The government of Florida is a constitutional republic with three branches of government.
It includies the executive branch consisting of the Governor of Florida and the other elected and appointed constitutional officers; the legislative branch, the Florida Legislature, consisting of the Senate and House, as well as other functions such as state auditors and the utility-regulating Public Service Commission; and the judicial branch consisting of the Supreme Court of Florida and lower courts. The state also allows direct participation of the electorate by initiative, referendum, and ratification.
Florida's capital is Tallahassee, located in Northeastern Leon County. The Florida State Capitol is located in the downtown Tallahassee, housing the executive and legislative offices as well as the state's legislative chambers.
Constitution and laws
The government of the state of Florida is established and operated according to the Florida Constitution. The state of Florida is a democratic constitutional republic. The Florida Constitution defines the basic structures and operation of the government, its duties, responsibilities, and powers, and establishes the basic law of the state and guarantees various rights and freedoms of the people. Florida's first constitution was implemented as a U.S. territory and written in 1838, and on March 3, 1845, Florida was granted admission into the union as the 27th state. Throughout its history, Florida has been ruled by six different constitutions. The current Constitution of Florida was ratified on November 5, 1968, and modified by initiative and referendum several times since.

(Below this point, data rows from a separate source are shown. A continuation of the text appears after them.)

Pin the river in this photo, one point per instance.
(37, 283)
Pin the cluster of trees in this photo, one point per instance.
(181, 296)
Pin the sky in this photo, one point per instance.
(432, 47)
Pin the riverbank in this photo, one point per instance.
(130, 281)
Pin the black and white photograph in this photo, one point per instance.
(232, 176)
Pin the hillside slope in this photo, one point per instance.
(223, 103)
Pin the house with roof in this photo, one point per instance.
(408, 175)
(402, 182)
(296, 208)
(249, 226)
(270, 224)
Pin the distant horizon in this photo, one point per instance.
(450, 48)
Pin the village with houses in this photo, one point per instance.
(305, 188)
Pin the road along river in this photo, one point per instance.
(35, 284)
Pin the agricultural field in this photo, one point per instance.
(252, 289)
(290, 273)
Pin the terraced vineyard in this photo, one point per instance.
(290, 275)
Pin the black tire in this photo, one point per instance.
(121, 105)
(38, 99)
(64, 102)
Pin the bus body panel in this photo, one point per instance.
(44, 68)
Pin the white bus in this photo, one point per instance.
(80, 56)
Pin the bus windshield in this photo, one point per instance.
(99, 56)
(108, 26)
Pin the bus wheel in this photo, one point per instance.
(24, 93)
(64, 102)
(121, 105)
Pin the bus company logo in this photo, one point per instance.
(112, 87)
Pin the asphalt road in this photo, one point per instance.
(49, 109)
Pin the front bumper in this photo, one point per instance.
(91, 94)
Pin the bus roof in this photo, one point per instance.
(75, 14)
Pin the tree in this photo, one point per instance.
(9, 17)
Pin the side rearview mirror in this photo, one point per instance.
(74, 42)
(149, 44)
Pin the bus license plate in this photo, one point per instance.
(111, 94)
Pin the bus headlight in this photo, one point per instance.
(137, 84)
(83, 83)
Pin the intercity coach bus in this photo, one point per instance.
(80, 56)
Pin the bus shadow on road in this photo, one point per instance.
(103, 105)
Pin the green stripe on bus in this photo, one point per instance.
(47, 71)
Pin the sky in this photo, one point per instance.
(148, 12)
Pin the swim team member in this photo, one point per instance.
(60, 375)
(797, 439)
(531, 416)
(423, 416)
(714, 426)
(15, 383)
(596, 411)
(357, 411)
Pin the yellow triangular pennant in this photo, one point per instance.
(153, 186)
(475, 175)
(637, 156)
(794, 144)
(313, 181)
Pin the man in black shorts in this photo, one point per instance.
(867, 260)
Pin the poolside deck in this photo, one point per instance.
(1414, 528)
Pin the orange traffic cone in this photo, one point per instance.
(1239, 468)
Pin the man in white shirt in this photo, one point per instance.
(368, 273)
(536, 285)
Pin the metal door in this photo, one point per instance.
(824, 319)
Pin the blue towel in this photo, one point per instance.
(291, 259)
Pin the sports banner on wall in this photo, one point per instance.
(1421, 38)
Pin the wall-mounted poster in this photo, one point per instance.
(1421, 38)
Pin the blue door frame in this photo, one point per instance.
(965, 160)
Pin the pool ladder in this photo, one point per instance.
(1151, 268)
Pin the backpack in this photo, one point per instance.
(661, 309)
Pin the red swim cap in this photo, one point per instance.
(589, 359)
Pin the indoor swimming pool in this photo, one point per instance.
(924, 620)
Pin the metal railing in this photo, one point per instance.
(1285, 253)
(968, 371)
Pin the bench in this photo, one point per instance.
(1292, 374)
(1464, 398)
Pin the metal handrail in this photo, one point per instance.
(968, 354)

Article V of the Florida Constitution, relating to the Judicial Branch, was not included in the 1968 revision. Not until 1971 in a special session, did the Legislature pass Senate Joint Resolution 52-D proposing to the voters the "modern" Article V.
Power in Florida is divided among three branches of government: executive, legislative, and judicial. The state delegates non-exclusive power to local municipal and county governments. However, home-rule charters can be established which provide significant local autonomy over the structure and operation of those governments.
Sovereign immunity laws ensure that action cannot be brought against the Florida government for more than $200,000, with an exception for breach of contract cases. Specifically, section 768.28, Florida Statutes, is a limited waiver of the state's sovereign immunity. It provides that neither the state nor its agencies or subdivisions is liable to pay a tort claim or a judgment by any one person over $100,000 or any claim or judgment over $200,000, when totaled with all other claims paid by the state or its agencies or subdivisions arising out of the same incident. The Supreme Court recognized the exception for breach of contract cases. The Court noted that the statutory waiver of sovereign immunity is related to torts and there is no analogous waiver in contract, but that the Legislature, by law, had authorized state entities to enter into contracts, so "the legislature has clearly intended that such contracts be valid and binding on both parties."